Kuwait es un dominio feudal que los británicos pusieron en el mapa a mediados del siglo XVIII. Londres comenzó a establecer alianzas estratégicas y puntos de intercambio comercial a lo largo de la franja costera en la ruta hacia la India, y una de estas plazas fue Kuwait, entonces un pobre y oscuro puerto bajo control del imperio otomano pero que gradualmente se convirtió en un dominio de los Sabah, que mandan desde hace doscientos cincuenta años.
Los Sabah demostraron ser especialmente hábiles a la hora de utilizar la carta británica contra los otomanos, y viceversa. El jeque Mubarak Sabah, emir de Kuwait entre 1896 y 1915, de quien desciende la actual familia real, fue conocido en su tiempo como el Richelieu de Arabia. Ante cualquier problema con los otomanos, los Sabah acudían a los británicos para que les sacaran las castañas del fuego. Pero los británicos, poco dados a la amistad desinteresada, terminaron cansándose del juego. En 1899, Mubarak Sabah, que accedió al trono después de eliminar a dos de sus hermanastros, aceptó convertir Kuwait en un protectorado británico a cambio de 15.000 libras esterlinas anuales.
Kuwait proclamó su independencia en 1961. Durante el imperio otomano, Kuwait dependió de la provincia de Basora (que después pasó a ser parte del Iraq moderno), y los iraquíes han exigido históricamente la devolución del emirato. Para entender las reclamaciones iraquíes hay que remontarse hasta la reunión celebrada en 1922 en una tienda de campaña en el desierto de Arabia. Un alto comisario británico dibujó entonces las fronteras actuales entre Iraq, Kuwait y Arabia Saudí.
Después de cinco días de negociaciones, el alto comisionado británico en Bagdad, sir Percy Cox, reclamó la presencia en su tienda del jeque Saud, que con el tiempo sería el fundador de Arabia Saudí. El teniente Harold Dickson, agregado militar británico en la región, escribió así su versión del diálogo: “Fue sorprendente escuchar cómo el jeque aguantó la reprimenda del alto comisionado de Su Majestad, que le trató como si fuera un escolar travieso, antes de decirle que él, Sir Percy Cox, sería quien decidiría la línea fronteriza” (Kuwait and her neighbours, 1956). Dos días después se firmó el acuerdo, y el tiralíneas británico no fue inocente: el objetivo era privar a Iraq de una salida al Golfo, lo que limitaría su potencial. La invasión de Kuwait por Sadam Husein en 1990 fue una locura no ajena a la reivindicación iraquí.
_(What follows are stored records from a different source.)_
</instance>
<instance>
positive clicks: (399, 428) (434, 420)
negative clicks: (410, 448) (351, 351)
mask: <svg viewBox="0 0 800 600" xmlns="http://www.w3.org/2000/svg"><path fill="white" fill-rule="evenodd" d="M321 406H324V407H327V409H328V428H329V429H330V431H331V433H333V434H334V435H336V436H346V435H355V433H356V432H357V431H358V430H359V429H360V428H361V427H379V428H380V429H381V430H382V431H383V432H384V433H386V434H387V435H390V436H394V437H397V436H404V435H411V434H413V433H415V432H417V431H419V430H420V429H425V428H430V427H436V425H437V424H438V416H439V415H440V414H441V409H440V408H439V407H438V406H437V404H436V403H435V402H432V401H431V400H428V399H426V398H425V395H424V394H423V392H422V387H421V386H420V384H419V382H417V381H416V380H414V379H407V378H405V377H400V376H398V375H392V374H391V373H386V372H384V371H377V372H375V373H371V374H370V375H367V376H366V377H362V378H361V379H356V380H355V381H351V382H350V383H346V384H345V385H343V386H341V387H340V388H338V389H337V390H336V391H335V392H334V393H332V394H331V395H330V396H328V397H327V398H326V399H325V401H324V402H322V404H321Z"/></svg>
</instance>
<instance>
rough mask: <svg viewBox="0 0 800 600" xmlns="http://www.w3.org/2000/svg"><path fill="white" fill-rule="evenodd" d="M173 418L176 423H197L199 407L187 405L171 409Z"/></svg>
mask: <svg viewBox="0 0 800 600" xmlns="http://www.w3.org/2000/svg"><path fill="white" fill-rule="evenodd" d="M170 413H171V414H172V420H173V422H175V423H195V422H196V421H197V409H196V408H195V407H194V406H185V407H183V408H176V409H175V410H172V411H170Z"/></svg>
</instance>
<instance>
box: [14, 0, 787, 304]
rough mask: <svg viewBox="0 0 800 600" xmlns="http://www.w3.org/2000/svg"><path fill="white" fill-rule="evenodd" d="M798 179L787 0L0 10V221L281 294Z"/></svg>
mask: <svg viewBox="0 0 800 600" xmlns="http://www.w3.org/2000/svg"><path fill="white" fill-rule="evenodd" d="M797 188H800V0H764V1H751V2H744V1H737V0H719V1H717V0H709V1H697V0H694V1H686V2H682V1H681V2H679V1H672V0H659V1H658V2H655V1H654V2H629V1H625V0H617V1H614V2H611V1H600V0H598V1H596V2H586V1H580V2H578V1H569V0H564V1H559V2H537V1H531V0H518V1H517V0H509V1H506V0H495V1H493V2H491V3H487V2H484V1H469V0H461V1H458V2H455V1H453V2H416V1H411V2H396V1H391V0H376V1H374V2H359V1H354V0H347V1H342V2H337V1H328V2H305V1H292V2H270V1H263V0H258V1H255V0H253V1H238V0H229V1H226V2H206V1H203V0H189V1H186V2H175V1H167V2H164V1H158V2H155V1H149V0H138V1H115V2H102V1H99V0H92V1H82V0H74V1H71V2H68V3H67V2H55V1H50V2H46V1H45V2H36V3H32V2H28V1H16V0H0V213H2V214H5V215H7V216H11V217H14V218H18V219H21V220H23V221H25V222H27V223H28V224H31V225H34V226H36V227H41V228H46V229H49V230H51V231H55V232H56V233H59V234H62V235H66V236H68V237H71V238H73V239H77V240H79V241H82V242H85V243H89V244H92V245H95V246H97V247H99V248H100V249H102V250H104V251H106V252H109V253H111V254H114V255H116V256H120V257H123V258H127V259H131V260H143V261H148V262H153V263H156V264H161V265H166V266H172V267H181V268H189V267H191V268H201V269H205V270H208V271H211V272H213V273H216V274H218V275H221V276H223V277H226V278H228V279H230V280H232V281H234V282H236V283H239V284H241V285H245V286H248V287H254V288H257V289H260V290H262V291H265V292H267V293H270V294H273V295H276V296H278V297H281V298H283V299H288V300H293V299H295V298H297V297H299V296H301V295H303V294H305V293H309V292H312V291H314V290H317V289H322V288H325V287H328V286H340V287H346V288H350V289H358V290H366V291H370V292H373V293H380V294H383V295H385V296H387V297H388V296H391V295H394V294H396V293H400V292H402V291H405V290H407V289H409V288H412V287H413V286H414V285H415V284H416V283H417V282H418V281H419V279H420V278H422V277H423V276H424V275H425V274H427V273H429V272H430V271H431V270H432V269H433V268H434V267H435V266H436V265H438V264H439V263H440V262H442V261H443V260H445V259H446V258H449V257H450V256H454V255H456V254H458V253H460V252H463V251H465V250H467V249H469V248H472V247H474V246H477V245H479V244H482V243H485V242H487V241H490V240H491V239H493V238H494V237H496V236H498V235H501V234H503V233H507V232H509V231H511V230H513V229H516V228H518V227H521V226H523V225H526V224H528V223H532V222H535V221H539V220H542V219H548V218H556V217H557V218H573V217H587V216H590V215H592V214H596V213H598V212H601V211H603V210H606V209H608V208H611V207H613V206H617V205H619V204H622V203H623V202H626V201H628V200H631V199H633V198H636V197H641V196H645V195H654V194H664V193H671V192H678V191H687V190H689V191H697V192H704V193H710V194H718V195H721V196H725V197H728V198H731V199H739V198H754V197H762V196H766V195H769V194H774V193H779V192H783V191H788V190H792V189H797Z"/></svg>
El emirato hace frente ahora a diversos desafíos. Tiene la primera Constitución –la de 1962– que se dio un país del Golfo, pero es una semidemocracia, como prefieren definirla los más condescendientes. Es un sistema parlamentario donde los partidos están prohibidos y los diputados no pueden aprobar al primer ministro, por lo que la oposición pide que el primer ministro –un sobrino del emir– no sea un Sabah.
El emir Sabah al Ahmad al Sabah añade a este enfrentamiento entre ejecutivo y legislativo la protesta de los sin nacionalidad, descendientes de nómadas que reclaman la ciudadanía para tener los mismos derechos que los kuwaitíes. Los sin nacionalidad –unos cien mil de un total de 3,5 millones, de los que sólo 1,1 millones son kuwaitíes– se manifestaron, convocados por los jóvenes Kafi (basta en árabe) por primera vez en febrero. Y a su protesta, que siguió en marzo, se suma la de los chiíes.
Un diputado chií, Saleh Ashur, fracasó hace dos semanas en su intento de interpelar al ministro de Exteriores por haber enviado una patrulla marítima a Bahréin y por haber aprobado la presencia de tropas saudíes en el archipiélago para sofocar la revuelta chií. Y el cruce de acusaciones con Irán ha ido en aumento. Kuwait expulsó en marzo a tres diplomáticos iraníes bajo la acusación de espionaje, a lo que respondió Irán con otras tantas expulsiones. Días antes, dos iraníes y un kuwaití fueron condenados a muerte por espiar para Irán. Y el emirato denunció ayer que una célula iraní espió la base militar americana de Camp Arifjan y preparó atentados contra diversas instalaciones kuwaitíes.